4. “Fermare il declino“. Dal 2008 il numero di corsi è già dimezzato, passando da una sessantina (parlo di 3+2) ad una trentacinquina. Di più, con 811 (oppure 818) docenti, dovendo tener conto della sostenibilità da qui a qualche anno ed in costante, certa e prevista emorragia di personale docente e la disomogenea distribuzione del restante, non se ne fanno, in forza delle norme più volte richiamate. Per il calcolo dei requisiti minimi e la copertura degli insegnamenti sono inoltre fondamentali i ricercatori, che ad oggi sono 355 su 811 docenti; cioè a dire, se fosse vero che non insegnano affatto, se non “quando il professore non viene”, come sosteneva convinta una certa signora, per il conteggio dei requisiti minimi di docenza si dovrebbe far conto al massimo su 456 docenti. Che diviso 20 fa 22,8. Cioè a dire, al massimo, se per un caso fortuito ed altamente improbabile rimanessero coperti tutti i settori che la legge prescrive per l’accreditamento dei corsi, ma se al contempo i ricercatori non fossero affidatari di insegnamenti, già oggi cadrebbero un’altra decina di corsi di laurea, oltre alla trentina già cancellati dal 2008 ai nostri giorni (intendo ciclo completo 3+2) riducendosi in tutto a 22. Orbene, nel 2020 i docenti saranno complessivamente una cifra compresa fra i 500 e i 600, di cui verosimilmente oltre la metà ricercatori; se per un’ipotesi di scuola venisse meno il contributo di questi ultimi alla didattica, si potrebbe a quella data far conto su 250 – 300 docenti in tutto, cioè, in forza dei maledetti requisiti più volta stigmatizzati, si dovrebbe ridurre l’ateneo senese a una… decina di corsi di laurea.

5Invecchiare restando giovani (nell’animo).
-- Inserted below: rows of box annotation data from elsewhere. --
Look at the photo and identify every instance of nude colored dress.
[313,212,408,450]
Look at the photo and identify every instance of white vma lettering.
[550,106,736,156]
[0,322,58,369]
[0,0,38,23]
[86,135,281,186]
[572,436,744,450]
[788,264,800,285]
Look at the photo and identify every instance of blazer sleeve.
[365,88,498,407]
Il fatto che da qui ad allora una parte infinitesima di costoro ascenderà al rango di associato non cambia la sostanza del discorso: della gran massa di questa gente, la maggioranza dei sopravvissuti dopo il cataclisma, con stipendio e carriera bloccati da anni, il cinismo di non riconoscere nemmeno i cosiddetti assegni di ricerca nella ricostruzione di carriera (caso pressoché unico in Italia), gente indispensabile nei giorni pari e inutile nei giorni dispari, in una fase che vede soltanto lo smantellamento di strutture didattiche e della ricerca, che ne volete fare? La ministra Carrozza ha promesso un sacco di cose: “ripristino dei 300 milioni di euro sul FFO a partire dal 2013, budget pluriennale, rifinanziamento del piano associati, sblocco del turnover, istituzione di un piano straordinario nazionale reclutamento ricercatori ex art 24, premialità, valutazione, accountability, ANVUR, abilitazione scientifica nazionale ecc.”, ma anche se il libro dei sogni si avverasse, almeno in parte, non credo che Siena ne beneficierebbe, se non in maniera impercettibile.
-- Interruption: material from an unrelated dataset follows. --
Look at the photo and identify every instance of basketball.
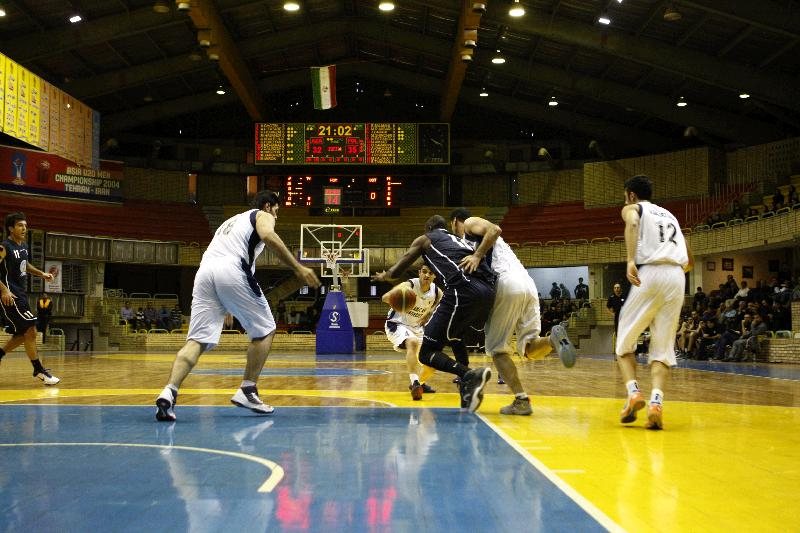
[389,284,417,313]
6L’attuazione della riforma. Ribadisco che molti settori sono a rischio anche negli atenei vicini: trattandosi di università statali site ad un tiro di sputo l’una dall’altra, non varrebbe la pena di federare questi settori e corsi di studio, come esorta a fare l’art. 3 della riforma, allo scopo di salvare il salvabile (competenze, tradizioni scientifiche presenti sul territorio, studenti, prospettive per i più giovani) fornendo la necessaria “massa critica” richiesta dal buon senso, ancor prima che dalle leggi e giustificando gli stipendi di personale oramai posto “in esubero”, con la cancellazione dei SSD, corsi di laurea e strutture scientifiche ove operavano senza tante quisquilie “meritocratiche”?
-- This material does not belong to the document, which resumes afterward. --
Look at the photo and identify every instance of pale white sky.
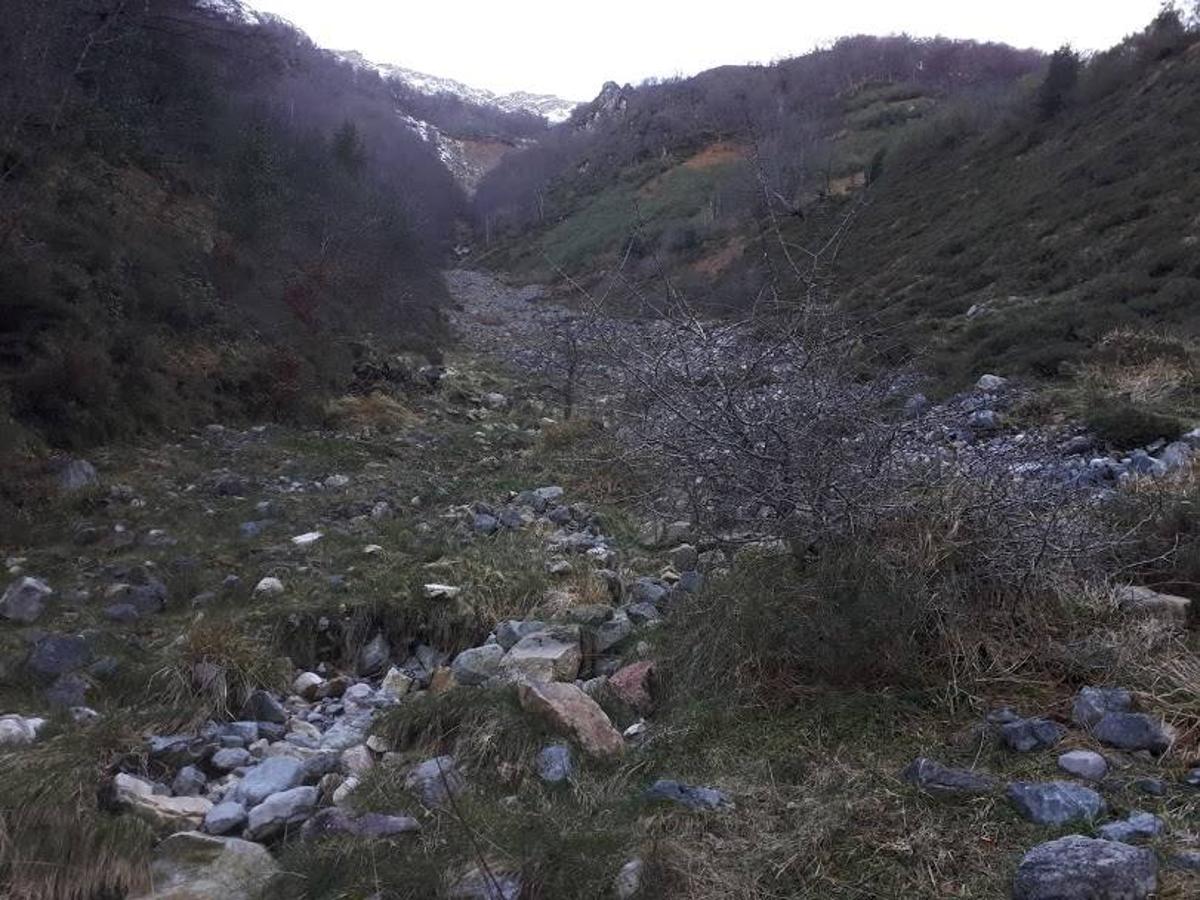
[248,0,1159,100]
Ma quando la riforma già esortava e favoriva (dal punto di vista dei requisiti minimi) le federazioni tra atenei dello stesso territorio per trovare i numeri richiesti dalla legge rafforzare le strutture, qui, nel Medioevo, la notevole lungimiranza delle Loro Signorie si è concentrata soprattutto nel garantire ai vari signorotti i loro feudi, i doppioni sgangherati, le sedi distaccate, con pochi docenti e punti studenti. Veramente notevole.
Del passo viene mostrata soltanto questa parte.